Note: some editors do not behave as TextPad does: they treat replacement of the empty string as a special case and move forward one character after each such replacment. Whether you think this is a good thing depends on your point of view. On the one hand it is possible that it is doing what the user intended. On the other hand it is possible that it is not doing what the user intended, and it is certain that it is not doing what the user requested, and it is not consistent with the behaviour of replacements of non-empty strings.

Moral: don't use * unless you really mean it.
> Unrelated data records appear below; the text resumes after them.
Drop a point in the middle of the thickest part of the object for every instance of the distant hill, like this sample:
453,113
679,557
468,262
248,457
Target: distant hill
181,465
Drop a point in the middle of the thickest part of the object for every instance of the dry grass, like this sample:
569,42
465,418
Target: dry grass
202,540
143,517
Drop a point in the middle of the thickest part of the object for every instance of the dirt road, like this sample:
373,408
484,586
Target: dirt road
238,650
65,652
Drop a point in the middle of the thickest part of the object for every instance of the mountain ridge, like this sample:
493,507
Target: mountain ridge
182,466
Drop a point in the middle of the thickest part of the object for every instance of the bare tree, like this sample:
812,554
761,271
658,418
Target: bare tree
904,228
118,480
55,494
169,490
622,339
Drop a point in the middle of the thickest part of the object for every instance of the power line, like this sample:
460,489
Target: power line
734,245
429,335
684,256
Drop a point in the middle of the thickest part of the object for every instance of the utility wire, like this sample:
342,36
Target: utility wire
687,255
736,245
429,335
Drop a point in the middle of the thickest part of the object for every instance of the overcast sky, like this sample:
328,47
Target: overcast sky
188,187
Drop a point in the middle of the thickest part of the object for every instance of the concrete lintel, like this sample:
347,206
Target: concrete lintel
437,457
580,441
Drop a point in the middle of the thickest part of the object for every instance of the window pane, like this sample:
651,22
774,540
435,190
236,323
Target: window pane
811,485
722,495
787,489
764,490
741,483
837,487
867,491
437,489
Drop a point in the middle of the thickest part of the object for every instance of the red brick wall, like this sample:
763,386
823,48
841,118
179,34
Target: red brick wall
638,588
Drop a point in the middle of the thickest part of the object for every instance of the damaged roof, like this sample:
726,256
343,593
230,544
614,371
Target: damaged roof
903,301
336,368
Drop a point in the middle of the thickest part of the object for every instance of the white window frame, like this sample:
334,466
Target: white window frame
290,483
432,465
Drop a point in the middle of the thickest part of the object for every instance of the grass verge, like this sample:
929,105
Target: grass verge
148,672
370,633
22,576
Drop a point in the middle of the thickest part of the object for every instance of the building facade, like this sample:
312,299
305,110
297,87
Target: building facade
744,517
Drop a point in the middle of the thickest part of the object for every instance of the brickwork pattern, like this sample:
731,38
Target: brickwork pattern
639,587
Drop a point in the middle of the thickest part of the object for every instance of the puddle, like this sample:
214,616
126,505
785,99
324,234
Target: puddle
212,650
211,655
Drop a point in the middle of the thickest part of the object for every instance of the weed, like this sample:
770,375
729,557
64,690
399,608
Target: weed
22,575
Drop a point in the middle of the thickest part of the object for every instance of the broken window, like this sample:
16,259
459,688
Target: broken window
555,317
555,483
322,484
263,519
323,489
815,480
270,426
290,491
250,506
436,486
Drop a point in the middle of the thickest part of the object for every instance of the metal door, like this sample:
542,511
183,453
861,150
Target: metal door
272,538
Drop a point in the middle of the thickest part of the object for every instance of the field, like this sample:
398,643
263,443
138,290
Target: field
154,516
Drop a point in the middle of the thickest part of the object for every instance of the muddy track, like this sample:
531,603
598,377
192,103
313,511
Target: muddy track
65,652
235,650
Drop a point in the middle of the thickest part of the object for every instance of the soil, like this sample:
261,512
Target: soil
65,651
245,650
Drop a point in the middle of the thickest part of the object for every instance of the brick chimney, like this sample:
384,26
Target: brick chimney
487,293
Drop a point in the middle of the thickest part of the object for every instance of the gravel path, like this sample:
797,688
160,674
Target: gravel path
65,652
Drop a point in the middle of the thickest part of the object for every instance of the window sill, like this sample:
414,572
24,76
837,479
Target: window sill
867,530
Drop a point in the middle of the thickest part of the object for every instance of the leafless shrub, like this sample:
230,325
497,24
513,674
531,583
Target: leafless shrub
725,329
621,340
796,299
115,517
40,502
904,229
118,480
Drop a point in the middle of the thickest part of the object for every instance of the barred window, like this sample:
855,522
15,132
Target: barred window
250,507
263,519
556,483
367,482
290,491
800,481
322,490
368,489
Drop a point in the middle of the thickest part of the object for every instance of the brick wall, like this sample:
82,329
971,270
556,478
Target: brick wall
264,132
What are you trying to do?

lrichardlewis · Post by **lrichardlewis** » Mon Jun 23, 2014 11:02 pm

I was testing the logic to see whether it would fail. This is part of a current project to develop a regular-expression processor for a program written in a language that lacks one. At present, I have almost everything except alternation and replacement.
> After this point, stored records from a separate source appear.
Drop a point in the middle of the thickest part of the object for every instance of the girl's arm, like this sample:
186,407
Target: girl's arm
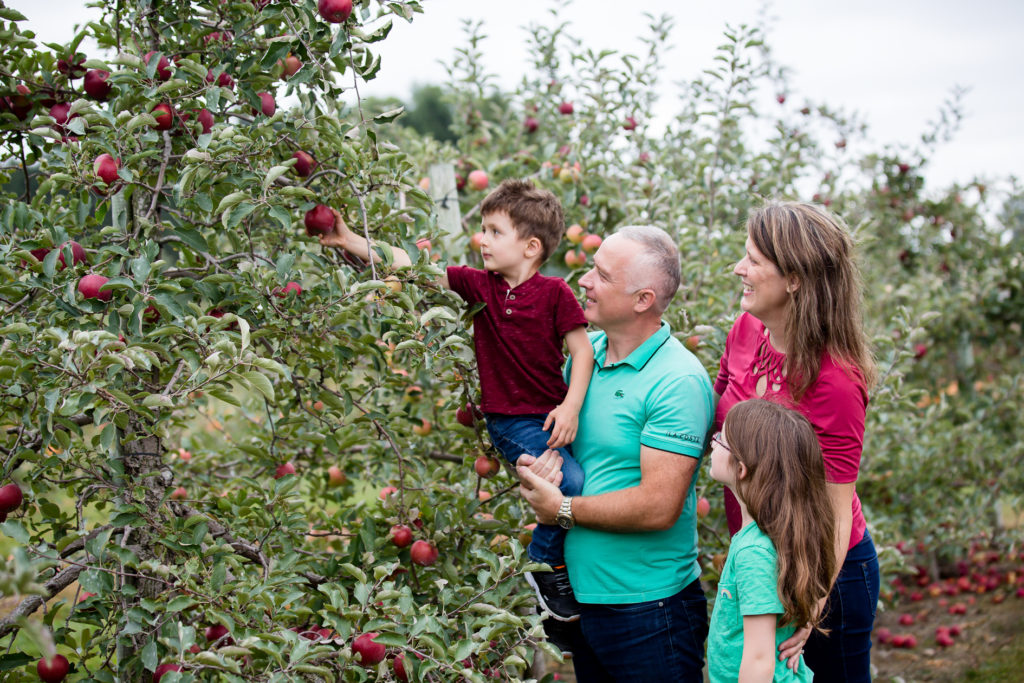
565,418
758,665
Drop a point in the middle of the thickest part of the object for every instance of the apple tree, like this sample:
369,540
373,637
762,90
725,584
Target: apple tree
236,454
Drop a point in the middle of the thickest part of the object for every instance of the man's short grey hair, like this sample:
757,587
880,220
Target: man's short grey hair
657,266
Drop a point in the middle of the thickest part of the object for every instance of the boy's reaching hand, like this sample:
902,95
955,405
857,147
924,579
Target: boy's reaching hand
340,237
562,422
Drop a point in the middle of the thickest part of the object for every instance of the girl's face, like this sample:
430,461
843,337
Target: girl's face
723,467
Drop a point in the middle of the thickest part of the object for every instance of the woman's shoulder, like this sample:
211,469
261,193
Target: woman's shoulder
838,378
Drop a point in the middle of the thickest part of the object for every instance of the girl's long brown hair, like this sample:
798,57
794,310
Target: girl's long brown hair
784,493
824,314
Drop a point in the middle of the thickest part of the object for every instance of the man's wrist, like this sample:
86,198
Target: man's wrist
564,516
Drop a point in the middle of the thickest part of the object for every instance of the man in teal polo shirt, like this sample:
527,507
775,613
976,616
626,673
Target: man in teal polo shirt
632,551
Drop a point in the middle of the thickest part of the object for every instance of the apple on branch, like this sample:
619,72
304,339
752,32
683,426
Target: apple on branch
95,84
335,11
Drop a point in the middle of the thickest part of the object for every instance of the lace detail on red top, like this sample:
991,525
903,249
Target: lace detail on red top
768,367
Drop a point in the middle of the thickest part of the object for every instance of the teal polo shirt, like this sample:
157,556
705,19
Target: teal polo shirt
659,396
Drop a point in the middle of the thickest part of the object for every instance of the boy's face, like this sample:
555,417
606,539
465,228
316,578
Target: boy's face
502,248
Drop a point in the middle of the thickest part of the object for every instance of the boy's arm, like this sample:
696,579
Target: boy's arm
343,238
758,664
564,419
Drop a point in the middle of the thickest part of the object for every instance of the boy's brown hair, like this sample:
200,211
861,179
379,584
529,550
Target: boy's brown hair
535,212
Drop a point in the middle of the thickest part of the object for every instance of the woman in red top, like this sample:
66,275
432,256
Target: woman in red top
800,341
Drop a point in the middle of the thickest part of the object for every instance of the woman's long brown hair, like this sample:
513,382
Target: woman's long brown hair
824,312
784,493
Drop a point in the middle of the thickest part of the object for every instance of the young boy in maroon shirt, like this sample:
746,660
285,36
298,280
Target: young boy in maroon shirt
518,341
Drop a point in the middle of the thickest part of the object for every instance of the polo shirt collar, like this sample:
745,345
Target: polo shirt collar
641,354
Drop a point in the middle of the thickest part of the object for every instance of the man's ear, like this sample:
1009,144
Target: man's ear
645,300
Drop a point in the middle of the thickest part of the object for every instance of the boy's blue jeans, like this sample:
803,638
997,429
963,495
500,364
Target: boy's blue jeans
516,434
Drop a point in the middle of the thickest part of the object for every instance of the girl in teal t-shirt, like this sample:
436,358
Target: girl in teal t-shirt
780,563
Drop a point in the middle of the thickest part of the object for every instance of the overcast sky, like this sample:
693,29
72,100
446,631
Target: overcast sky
892,61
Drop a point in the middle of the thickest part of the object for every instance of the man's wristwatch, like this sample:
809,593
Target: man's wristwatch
564,516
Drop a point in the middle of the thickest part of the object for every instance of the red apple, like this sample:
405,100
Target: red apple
59,114
574,233
165,669
467,415
486,467
95,84
591,243
423,553
288,289
401,536
335,477
107,167
10,498
318,220
164,115
304,165
399,668
370,652
89,287
217,633
52,671
163,67
267,103
291,66
478,179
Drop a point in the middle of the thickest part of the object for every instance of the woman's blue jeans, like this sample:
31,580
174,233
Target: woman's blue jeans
845,654
516,434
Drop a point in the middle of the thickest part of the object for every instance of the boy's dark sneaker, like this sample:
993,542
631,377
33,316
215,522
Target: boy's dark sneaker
561,634
555,593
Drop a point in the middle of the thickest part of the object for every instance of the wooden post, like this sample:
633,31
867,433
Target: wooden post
445,197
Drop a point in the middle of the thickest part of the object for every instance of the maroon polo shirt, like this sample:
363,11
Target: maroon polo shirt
518,338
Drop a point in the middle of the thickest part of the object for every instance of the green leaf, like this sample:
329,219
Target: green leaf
230,201
274,173
390,115
285,218
261,384
192,238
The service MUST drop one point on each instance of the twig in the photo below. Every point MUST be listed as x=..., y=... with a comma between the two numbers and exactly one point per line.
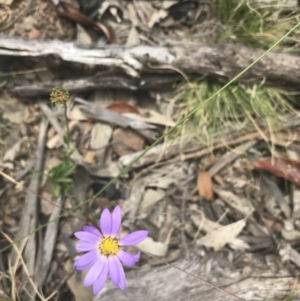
x=20, y=15
x=23, y=265
x=49, y=243
x=29, y=217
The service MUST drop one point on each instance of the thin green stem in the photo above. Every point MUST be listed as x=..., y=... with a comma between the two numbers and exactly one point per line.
x=68, y=128
x=178, y=124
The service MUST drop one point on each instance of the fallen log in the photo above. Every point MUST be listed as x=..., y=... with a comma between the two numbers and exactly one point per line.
x=246, y=276
x=220, y=61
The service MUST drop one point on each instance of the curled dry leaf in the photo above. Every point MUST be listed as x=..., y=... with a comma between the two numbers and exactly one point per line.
x=126, y=141
x=68, y=11
x=122, y=107
x=205, y=186
x=155, y=248
x=281, y=167
x=218, y=238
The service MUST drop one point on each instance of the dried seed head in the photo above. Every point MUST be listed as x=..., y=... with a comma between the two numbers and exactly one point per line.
x=59, y=96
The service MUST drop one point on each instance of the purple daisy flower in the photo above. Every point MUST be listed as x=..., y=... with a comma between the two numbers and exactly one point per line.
x=104, y=251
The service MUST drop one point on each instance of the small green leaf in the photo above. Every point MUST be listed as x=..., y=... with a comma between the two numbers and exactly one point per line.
x=56, y=190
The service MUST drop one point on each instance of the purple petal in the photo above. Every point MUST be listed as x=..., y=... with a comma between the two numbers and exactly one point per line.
x=133, y=238
x=137, y=256
x=94, y=272
x=100, y=281
x=83, y=246
x=126, y=258
x=87, y=237
x=116, y=218
x=105, y=222
x=122, y=280
x=86, y=260
x=113, y=270
x=92, y=229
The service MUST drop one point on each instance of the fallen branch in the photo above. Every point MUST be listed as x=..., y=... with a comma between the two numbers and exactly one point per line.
x=247, y=276
x=222, y=61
I understand that "A*" matches the null string, including the null string at the beginning off the text. I called that behavior a bug because I thought the text cursor would advance after the replacement. But, even if it did advance, the result would be unpleasant. I think it would match (and replace) each null string between text characters.

I appreciate your explanation and believe I was mistaken in calling the behavior a bug.

ben_josephs · Post by **ben_josephs** » Tue Jun 24, 2014 7:43 am

What you're doing has been done many times before, of course, as a feature of many languages and as stand-alone libraries. (I'm sure you're aware of the list at http://en.wikipedia.org/wiki/Comparison ... on_engines.)

So I suppose you're doing it for fun. But making it efficient is hard.

lrichardlewis · Post by **lrichardlewis** » Wed Jun 25, 2014 2:13 am

Thanks for the link. It has a lot of info and interesting comparisons. But none are in the language of the program (a non-linear optimization suite) I am currently working on. That program is a conversion of an earlier program from a language that provides RX's to a language that doesn't. Unfortunately, the target language (Fortran) is apparently not listed in the link. I am so far along now that I want to continue on my current path, which means that I would use only ideas or source code extracts from any existing implementation.

I am having fun, but also combining the fun with developing something that will get a lot of use.

Regarding efficiency, I believe the rewriting I have in mind to add alternation and replacement should greatly improve RX timing.